Tras dedicar lo que me pareció entonces un rato largo a familiarizar su lengua con mi ano, Silverio procedió a penetrarme a las bravas, lo que me producía demasiado daño. Incapaz de dar con la fórmula eficaz que permitiera nuestro acoplamiento, y excitado como estaba en grado sumo, su frustración iba en aumento. Debo decir que en ningún momento se nos ocurrió pensar que el placer oral podía sustituir con creces lo que mi escasa capacidad de dilatación anal me impedía ofrecerle; pero, tal vez por obsesión o por desconocimiento, Silverio estaba obcecado en penetrar lo que llamaba “mi culo prieto de jornalero chico”, y no cesaba de lanzar imprecaciones en voz alta y cagarse en tal o cual santo o divinidad cada vez que lo intentaba sin éxito. Al final, harto de lo que consideraba “mi falta de colaboración” en el asunto, me arreó un par de hostias sin venir a cuento que me dejaron tirado en el suelo, aturdido y sin comprender cual era mi culpa exacta en todo aquello, para después liarse a patadas y finalmente dedicarme una sarta de azotes en mi dolorido trasero. Aquel aspirante a sádico pareció excitarse aún más al ver mi culo enrojecido por los sucesivos golpes porqué me acopló entre sus rodillas y me propinó otra lluvia de azotes pese a mis gritos y lágrimas de súplica. Su ira pareció aplacarse cuando comprobó manualmente que este violento método parecía dar mejor resultado que el anterior y que mi ano, producto de tantas manipulaciones y de una mayor irrigación, estaba presto al fin para la acción definitiva. Me colocó de pie, en un ángulo de noventa grados con los brazos apoyados de nuevo en ancestral olivo, y me penetró de forma inmediata y sin exquisiteces, inmunizado como estaba ya contra mis posibles quejas o gestos de dolor. Agarrado a mi cintura, y sin dejar de soltar toda clase de insultos dirigidos contra el mundo que le rodeaba en general, se movió de forma contundente durante unos minutos hasta que un espasmo de placer recorrió todo su cuerpo y procedió a descargar su líquido vital en el interior de mi recto. Acto seguido, se desenganchó de mi cuerpo y procedió a vestirse a toda prisa, dejándome con las ganas de algo más e intentando justificar su intolerable comportamiento anterior con la excitación del momento.

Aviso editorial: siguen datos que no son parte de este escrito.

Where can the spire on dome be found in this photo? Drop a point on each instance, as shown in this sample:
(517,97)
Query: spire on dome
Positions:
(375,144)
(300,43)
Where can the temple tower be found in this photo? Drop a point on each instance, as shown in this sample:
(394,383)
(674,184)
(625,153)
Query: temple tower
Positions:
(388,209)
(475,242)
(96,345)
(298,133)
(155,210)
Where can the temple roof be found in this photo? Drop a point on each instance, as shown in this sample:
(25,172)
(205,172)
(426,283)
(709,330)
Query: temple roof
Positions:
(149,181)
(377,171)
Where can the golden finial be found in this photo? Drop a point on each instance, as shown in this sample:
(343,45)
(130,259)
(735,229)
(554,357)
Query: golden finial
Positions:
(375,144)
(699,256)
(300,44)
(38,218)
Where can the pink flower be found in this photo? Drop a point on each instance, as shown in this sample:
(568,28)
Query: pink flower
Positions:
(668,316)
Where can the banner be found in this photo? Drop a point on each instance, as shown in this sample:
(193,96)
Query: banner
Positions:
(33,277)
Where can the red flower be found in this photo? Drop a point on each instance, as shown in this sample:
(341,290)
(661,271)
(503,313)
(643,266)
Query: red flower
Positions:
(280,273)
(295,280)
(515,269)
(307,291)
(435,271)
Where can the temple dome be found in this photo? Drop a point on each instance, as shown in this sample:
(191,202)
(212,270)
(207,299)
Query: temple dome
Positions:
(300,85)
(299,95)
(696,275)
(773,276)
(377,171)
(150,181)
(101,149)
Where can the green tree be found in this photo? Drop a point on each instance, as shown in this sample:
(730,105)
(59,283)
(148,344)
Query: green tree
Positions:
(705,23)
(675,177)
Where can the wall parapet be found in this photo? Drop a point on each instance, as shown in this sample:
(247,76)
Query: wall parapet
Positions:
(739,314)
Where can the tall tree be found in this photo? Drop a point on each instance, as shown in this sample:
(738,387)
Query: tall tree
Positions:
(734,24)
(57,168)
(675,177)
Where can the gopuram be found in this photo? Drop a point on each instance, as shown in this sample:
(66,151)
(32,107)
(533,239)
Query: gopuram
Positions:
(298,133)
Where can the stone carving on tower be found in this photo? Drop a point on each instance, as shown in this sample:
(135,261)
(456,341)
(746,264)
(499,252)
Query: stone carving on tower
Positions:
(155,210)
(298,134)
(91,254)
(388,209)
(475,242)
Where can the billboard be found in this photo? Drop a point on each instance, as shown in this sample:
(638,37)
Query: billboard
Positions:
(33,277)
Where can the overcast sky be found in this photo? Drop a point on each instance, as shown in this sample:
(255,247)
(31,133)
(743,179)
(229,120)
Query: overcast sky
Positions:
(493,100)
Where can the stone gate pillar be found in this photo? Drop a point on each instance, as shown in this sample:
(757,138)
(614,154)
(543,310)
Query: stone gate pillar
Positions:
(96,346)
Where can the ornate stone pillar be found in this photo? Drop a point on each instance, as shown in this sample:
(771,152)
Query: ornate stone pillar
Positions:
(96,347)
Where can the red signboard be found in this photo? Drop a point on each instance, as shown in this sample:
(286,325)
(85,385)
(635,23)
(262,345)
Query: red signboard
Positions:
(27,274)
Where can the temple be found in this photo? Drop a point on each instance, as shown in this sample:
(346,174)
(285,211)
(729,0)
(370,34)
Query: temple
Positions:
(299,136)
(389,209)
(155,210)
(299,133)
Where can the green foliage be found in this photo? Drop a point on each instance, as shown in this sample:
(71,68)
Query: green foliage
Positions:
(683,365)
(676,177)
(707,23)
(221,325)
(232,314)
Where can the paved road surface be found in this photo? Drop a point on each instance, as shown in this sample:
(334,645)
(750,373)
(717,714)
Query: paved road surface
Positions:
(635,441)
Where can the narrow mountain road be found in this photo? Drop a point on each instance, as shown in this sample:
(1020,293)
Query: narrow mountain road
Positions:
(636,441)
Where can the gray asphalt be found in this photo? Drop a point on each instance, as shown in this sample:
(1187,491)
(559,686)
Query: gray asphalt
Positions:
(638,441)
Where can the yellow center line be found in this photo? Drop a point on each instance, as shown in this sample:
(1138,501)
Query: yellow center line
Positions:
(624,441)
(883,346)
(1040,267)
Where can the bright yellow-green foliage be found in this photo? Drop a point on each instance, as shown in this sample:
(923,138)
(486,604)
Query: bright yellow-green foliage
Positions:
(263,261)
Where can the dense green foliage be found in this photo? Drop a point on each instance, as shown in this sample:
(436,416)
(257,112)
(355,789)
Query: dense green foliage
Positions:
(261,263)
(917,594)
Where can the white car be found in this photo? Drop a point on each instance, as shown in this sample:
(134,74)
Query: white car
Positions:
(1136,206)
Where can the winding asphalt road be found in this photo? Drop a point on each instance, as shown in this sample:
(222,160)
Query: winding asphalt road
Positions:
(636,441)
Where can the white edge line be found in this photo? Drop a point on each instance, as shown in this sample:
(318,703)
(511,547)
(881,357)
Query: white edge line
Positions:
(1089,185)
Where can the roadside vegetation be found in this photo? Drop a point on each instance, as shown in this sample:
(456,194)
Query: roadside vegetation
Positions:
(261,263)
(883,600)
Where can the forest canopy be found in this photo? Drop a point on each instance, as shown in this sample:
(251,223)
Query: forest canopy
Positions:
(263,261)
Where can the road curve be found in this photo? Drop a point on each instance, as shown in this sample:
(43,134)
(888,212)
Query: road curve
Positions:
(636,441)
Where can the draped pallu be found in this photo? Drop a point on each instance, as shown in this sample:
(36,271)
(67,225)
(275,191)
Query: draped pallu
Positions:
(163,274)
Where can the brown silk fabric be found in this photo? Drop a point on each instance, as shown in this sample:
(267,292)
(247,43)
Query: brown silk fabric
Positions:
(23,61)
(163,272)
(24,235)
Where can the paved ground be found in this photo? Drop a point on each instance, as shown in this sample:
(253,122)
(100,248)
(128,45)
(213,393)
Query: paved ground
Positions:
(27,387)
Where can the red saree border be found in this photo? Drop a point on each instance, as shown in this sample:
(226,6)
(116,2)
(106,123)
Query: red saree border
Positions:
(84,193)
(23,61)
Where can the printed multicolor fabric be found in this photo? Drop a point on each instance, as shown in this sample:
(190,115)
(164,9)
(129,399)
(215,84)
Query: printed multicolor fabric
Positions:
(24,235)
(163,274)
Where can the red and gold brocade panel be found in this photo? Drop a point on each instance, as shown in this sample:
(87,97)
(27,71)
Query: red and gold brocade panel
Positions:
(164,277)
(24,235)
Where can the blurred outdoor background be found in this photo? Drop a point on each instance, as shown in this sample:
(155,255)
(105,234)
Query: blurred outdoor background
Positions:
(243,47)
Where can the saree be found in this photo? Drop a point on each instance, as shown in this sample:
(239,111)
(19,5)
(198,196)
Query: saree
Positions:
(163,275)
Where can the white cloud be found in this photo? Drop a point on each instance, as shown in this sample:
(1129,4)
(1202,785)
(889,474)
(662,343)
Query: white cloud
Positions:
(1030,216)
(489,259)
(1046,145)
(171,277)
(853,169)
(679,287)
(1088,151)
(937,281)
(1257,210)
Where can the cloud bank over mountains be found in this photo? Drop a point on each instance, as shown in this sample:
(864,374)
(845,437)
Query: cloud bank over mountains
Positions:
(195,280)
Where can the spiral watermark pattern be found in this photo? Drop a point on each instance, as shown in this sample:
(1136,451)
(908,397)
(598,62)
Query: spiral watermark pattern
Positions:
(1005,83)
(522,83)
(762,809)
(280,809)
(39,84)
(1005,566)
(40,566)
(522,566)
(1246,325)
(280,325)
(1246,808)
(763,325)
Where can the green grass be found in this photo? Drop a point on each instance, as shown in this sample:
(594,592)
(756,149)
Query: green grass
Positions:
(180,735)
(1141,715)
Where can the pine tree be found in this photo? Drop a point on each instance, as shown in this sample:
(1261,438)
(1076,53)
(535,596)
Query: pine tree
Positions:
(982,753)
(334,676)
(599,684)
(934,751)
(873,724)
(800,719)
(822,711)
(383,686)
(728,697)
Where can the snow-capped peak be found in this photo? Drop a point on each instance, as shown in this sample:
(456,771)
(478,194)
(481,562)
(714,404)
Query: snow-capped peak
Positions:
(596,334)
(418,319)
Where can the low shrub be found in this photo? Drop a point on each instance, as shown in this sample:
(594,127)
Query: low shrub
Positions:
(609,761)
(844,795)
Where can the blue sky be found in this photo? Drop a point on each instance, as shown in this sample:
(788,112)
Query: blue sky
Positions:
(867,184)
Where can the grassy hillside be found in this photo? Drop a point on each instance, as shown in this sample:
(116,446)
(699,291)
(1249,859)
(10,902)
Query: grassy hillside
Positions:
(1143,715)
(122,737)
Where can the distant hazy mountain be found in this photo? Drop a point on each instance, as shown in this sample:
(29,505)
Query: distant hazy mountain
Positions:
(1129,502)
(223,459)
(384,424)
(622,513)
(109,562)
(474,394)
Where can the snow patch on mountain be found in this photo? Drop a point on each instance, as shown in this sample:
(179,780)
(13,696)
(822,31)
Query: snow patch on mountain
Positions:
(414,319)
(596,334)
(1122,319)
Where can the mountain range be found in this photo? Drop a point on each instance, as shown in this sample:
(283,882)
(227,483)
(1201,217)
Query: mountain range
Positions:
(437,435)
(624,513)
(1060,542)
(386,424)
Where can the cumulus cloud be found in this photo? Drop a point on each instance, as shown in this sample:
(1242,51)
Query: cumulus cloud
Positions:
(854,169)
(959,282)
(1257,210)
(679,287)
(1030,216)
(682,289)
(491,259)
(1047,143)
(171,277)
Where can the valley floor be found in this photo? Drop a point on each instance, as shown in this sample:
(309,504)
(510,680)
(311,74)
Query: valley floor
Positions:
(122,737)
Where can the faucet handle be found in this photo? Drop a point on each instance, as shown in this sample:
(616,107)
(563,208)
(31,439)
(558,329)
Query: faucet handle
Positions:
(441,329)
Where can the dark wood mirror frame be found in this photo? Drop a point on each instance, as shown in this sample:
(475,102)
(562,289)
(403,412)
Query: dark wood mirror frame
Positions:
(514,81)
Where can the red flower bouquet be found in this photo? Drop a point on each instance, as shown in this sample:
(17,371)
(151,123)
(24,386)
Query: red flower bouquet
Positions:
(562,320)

  • ¡No voy a consentir que me trates como a un muñeco de feria! – le espeté una vez me corrí yo por mi cuenta, presa de una extraña urgencia interior, mientras me ajustaba los gastados pantalones de basta tela a los pies del olivo cómplice de nuestros desahogos.

Silverio sonrió de manera complaciente, me rodeó los hombros con su brazo, y me aseguró en un inquietante tono sosegado y pretendidamente conciliatorio:

  • No debes preocuparte por esas tonterías, la próxima vez será todo más fácil, y no hará falta llegar a estos extremos…

Yo no me lo terminé de creer del todo, pero, enamoriscado sin reconocerlo abiertamente como estaba del guapo mozo que era mi amigo, sumado a mi total ingenuidad en asuntos mundanos, dio como resultado una suma de factores inexacta que me llevó a renovar sin pensarlo mis votos amatorios y seguir frecuentando su poco aconsejable compañía. Que Silverio era un hombre de reacciones violentas había podido yo presenciarlo muchas veces durante el último año: en las constantes peleas callejeras con los escasos pero bien organizados falangistas locales, en las piedras que lanzaba algunas noches de sábado contra las mansiones de los ricos en la Calle Mayor, aprovechando que desde la victoria del frente Popular los números de la Guardia Civil ya no patrullaban por el pueblo con la asiduidad de antes ni aplicaban con el mismo rigor de antaño el estricto reglamento de orden público; también era el más vociferante en las reuniones de delegados del sindicato y uno de los mayores partidarios de la “acción directa” y la “línea dura” en relación a la estrategia de la lucha de clases y el advenimiento de la revolución libertaria, que estos heraldos del nuevo mundo consideraban inminente a la luz de los hechos que se sucedían de forma vertiginosa en nuestra comarca.